SYDNEY - Australian police on Friday arrested two men accused of making millions through insider trading, alleging one who worked at the Australian Bureau of Statistics fed sensitive information to a banker for use in foreign exchange trades.
Australian Federal Police said a 24-year-old government statistics worker in Canberra and a Melbourne man, 26, were picked up after suspicious trading in forex derivatives was detected.
"It will be alleged in court that the 26-year-old man was obtaining this market-sensitive information before its official release by the ABS," police said in a statement.
He was allegedly using the data to predict movements in the Australian dollar and entering into foreign exchange derivative products to profit from those fluctuations, police said.

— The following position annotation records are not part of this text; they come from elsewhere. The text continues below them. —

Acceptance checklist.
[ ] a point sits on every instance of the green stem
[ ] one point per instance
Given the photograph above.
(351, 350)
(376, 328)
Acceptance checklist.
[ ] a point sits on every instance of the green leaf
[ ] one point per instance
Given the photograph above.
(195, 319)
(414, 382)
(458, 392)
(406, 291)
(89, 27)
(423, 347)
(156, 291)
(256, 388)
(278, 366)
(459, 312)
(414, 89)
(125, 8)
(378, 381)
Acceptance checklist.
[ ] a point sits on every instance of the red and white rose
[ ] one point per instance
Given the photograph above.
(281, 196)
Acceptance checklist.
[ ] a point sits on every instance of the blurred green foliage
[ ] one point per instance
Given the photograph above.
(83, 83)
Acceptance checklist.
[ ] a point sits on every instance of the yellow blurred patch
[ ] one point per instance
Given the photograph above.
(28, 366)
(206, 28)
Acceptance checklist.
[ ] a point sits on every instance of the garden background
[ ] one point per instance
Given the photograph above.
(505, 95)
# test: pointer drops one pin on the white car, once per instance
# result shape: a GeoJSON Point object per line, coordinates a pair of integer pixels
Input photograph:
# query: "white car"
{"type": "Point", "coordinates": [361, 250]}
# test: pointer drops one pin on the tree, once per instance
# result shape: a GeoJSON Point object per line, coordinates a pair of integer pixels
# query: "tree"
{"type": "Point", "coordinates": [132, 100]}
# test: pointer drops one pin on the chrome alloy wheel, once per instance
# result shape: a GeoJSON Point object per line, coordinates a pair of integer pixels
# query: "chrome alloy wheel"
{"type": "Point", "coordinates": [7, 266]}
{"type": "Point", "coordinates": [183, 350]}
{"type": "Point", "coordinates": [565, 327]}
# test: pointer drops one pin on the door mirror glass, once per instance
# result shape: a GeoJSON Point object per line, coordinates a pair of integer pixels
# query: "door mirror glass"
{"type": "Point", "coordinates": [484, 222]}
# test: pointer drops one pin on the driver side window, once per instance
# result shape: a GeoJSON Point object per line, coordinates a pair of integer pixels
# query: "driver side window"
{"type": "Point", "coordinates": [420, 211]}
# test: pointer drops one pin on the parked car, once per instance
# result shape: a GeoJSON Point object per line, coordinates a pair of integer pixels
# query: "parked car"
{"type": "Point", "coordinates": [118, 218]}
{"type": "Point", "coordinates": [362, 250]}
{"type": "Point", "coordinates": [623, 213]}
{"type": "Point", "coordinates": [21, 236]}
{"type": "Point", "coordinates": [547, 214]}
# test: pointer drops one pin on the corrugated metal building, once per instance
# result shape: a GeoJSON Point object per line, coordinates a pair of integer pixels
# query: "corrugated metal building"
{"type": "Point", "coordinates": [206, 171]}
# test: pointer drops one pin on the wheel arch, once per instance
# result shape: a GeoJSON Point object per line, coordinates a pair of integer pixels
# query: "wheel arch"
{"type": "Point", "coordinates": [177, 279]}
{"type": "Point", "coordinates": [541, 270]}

The investigation by police and the Australian Securities and Investments Commission alleges that trades between August 2013 and this month produced profits of Aus$7 million (S$8.24 million).
The men, who police said knew each other from university, have not been named.
The 26-year-old worked for the National Australia Bank but police said he did not use the bank's funds or systems in the alleged transactions.
"He was operating of his own accord," Australian Federal Police acting assistant commissioner Ian McCartney said.
NAB confirmed the charges did not relate to the man's work at the bank, adding that he has since been fired.
"While I can't talk about the details of the charges, I can say that the activity alleged by authorities is unlawful and completely unacceptable to NAB and our core values," chief executive Cameron Clyne said.
The Melbourne man has been charged with offences relating to the use of inside information from the Australian Bureau of Statistics to unlawfully profit and corrupting a public official.
Police said he could face up to 10 years in jail if convicted.
The 24-year-old was charged with insider trading offences, as well as receiving a corrupt benefit, release of sensitive information, and abuse of public office.
It was not known how long he could face behind bars if found guilty.
"Investigations like this send a clear message to anyone who is thinking of engaging in this type of criminal activity - we have the ability to monitor you and take action," McCartney said.
The Australian Securities and Investments Commission's head of markets enforcement Chris Savundra said insider trading would not be tolerated.
"Insider trading is a serious criminal offence which will not be tolerated because it has the potential to destroy trust, discourage participation, and undermine confidence in the integrity of Australia's financial markets," he said.
The ABS said the arrest of a staff member for unauthorised disclosure of statistics was "unprecedented in ABS history spanning more than 100 years".